Progress in Governance and Anti-Corruption Measures
One of the notable achievements of the new law is the prohibition on dual office-holding, requiring SOE commissioners to be professionals rather than political appointees. This move aims to improve governance and reduce conflicts of interest, which have historically plagued the sector. Data from Indonesia Corruption Watch shows numerous corruption cases involving SOEs, emphasizing the importance of strengthening oversight and transparency.
However, political appointments remain an issue. Despite promises of reform, some recent appointments include politicians, entertainers, and campaign volunteers, raising concerns about the true independence of SOE leadership. Experts stress that effective enforcement of the new regulations and transparent nomination processes are essential to ensuring meaningful change.

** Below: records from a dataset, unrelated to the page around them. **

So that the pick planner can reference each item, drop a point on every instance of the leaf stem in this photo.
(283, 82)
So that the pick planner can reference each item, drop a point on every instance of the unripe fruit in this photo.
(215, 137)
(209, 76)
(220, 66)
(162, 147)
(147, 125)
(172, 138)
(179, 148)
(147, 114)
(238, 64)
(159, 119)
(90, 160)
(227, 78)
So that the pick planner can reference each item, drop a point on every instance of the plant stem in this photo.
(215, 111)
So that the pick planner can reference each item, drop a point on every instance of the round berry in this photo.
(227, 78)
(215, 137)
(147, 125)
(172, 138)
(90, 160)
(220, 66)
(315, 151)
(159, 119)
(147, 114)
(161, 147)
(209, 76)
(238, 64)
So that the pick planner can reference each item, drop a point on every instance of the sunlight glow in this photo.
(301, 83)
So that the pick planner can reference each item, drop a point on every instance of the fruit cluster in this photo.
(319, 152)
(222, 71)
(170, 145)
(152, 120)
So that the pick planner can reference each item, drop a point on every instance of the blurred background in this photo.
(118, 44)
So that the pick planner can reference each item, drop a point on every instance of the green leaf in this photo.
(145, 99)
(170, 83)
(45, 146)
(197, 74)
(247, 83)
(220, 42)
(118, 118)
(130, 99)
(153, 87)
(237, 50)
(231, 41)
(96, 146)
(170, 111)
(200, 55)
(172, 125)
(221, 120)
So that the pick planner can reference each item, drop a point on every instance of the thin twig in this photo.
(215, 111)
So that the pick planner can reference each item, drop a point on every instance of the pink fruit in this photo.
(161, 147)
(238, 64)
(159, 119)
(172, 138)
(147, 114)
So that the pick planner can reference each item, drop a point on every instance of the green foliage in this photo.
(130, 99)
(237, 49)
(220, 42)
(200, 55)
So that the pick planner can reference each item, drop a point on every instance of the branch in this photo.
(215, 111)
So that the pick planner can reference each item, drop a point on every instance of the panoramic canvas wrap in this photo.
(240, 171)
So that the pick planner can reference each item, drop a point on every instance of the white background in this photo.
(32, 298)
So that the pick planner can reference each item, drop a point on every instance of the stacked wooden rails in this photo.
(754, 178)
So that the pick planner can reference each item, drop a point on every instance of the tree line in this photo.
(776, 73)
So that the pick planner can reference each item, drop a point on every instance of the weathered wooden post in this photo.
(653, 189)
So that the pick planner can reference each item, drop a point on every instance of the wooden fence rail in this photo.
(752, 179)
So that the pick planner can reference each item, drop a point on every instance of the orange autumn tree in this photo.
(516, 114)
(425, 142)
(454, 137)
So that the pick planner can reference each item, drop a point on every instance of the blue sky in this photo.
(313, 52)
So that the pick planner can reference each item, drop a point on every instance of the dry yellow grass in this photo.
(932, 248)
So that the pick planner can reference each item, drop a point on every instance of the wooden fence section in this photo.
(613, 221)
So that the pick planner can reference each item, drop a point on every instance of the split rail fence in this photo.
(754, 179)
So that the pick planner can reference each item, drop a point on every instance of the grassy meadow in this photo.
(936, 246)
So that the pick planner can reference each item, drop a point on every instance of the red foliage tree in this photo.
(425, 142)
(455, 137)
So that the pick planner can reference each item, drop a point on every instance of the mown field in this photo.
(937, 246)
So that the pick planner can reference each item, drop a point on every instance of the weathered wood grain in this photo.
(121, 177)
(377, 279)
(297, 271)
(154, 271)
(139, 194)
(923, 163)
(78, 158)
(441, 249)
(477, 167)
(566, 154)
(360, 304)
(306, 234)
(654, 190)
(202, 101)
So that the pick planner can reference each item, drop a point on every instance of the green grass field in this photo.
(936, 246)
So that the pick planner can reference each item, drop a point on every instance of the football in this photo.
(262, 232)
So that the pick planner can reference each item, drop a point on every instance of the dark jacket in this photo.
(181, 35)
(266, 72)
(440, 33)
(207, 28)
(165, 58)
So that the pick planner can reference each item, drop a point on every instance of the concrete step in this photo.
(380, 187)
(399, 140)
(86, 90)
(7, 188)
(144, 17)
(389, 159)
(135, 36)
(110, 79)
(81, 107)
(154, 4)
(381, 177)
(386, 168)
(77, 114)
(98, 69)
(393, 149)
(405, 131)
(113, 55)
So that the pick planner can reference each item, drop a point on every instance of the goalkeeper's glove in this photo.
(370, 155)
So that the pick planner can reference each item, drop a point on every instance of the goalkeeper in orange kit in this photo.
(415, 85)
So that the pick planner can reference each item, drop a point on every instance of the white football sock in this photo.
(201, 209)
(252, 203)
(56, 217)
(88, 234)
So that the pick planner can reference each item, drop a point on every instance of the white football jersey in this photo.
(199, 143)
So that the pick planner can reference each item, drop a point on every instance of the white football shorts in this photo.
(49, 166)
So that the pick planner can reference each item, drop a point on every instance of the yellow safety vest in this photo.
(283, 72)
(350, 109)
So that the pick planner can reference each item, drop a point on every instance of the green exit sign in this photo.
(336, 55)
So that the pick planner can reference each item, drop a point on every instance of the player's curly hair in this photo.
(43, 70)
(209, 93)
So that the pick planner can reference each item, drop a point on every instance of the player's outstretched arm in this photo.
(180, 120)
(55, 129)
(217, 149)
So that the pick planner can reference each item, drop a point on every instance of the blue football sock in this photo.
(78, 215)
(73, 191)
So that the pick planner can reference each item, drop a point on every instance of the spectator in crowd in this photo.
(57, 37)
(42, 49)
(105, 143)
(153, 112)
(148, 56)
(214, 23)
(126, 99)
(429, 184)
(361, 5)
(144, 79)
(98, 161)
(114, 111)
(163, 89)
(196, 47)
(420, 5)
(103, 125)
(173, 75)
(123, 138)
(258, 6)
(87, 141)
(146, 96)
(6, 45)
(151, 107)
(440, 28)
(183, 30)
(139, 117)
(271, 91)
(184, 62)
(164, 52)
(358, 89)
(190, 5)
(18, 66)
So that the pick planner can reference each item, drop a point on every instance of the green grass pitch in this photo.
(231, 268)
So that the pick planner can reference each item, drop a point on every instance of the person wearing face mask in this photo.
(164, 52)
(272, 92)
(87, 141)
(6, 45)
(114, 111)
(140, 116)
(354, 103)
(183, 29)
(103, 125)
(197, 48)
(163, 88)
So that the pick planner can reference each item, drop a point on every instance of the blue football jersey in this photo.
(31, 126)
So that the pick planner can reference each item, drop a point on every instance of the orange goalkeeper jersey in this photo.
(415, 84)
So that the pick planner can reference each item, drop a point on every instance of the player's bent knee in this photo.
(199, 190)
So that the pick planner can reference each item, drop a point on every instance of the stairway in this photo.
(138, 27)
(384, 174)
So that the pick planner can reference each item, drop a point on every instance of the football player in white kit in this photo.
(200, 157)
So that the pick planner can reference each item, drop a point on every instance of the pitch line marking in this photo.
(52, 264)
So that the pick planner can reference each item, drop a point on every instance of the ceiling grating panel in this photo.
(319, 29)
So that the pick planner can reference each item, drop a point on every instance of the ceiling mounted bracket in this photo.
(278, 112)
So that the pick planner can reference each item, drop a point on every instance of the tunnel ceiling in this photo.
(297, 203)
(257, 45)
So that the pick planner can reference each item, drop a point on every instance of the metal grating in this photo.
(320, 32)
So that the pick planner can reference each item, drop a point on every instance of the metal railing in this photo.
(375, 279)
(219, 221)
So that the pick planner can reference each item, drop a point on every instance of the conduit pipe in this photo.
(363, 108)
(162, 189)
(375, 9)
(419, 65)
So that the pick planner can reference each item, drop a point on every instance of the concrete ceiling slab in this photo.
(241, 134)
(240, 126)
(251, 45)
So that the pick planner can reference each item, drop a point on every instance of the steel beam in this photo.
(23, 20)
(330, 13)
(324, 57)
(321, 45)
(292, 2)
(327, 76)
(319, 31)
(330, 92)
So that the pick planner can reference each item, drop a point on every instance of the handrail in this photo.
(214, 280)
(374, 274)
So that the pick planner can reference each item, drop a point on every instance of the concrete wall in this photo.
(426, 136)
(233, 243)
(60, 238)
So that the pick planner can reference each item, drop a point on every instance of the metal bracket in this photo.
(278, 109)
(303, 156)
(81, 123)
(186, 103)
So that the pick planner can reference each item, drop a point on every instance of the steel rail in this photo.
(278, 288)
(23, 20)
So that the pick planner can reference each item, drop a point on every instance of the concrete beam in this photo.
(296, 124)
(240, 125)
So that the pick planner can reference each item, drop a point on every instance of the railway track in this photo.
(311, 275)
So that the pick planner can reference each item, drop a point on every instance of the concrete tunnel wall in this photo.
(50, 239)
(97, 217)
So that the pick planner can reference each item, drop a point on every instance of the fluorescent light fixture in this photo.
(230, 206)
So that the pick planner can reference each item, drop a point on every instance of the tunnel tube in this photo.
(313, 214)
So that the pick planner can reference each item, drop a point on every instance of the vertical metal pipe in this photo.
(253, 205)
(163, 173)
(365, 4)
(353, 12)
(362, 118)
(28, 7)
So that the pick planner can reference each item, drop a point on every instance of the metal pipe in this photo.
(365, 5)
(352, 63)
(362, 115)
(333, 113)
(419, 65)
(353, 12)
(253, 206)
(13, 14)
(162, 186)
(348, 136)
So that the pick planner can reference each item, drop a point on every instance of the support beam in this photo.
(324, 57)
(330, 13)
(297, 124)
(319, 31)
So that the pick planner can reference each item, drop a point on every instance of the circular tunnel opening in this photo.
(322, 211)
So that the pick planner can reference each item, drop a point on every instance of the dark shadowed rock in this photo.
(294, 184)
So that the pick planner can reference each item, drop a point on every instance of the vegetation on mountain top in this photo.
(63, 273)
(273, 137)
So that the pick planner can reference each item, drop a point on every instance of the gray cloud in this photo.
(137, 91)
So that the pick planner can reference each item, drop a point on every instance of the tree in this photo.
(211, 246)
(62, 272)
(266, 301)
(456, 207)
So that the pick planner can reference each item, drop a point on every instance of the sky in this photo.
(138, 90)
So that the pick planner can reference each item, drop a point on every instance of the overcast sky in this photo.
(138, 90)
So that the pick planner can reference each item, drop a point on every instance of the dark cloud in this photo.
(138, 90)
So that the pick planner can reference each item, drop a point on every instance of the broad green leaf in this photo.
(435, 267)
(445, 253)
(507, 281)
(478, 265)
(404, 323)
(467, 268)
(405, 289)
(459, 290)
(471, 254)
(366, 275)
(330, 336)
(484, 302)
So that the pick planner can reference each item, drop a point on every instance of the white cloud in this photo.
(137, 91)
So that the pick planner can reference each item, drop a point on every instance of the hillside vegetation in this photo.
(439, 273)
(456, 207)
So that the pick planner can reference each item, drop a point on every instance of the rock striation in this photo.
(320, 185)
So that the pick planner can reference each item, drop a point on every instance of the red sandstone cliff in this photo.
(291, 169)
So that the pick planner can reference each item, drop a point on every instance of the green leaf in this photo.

The Road Ahead for Indonesia’s SOE Sector
Indonesia’s ambitious reform agenda represents a critical step toward improving the efficiency, transparency, and accountability of its SOEs. The establishment of a dedicated regulator and the sovereign wealth fund signals a shift towards more professional management and reduced political interference.
Nevertheless, the success of these reforms depends on overcoming bureaucratic hurdles, ensuring clear separation of powers, and maintaining political will to enforce governance standards. Regular, publicly accessible reporting and independent oversight will be vital in building public trust and ensuring that SOEs serve the national interest.
As Indonesia navigates this complex transition, the ultimate goal remains clear: to create a more sustainable, profitable, and transparent SOE sector that can contribute meaningfully to the country’s economic development and fiscal stability. The coming years will be crucial in determining whether these reforms can deliver on their promise of a cleaner, more efficient state enterprise ecosystem.
Conclusion
President Prabowo’s efforts to reform Indonesia’s SOEs through new laws, a dedicated regulator, and a sovereign wealth fund are significant steps forward. While challenges remain, particularly around bureaucratic overlap and political interference, the reform process aligns with Indonesia’s broader economic ambitions. The effectiveness of these measures will ultimately determine the future of Indonesia’s state-owned enterprises and their role in national development.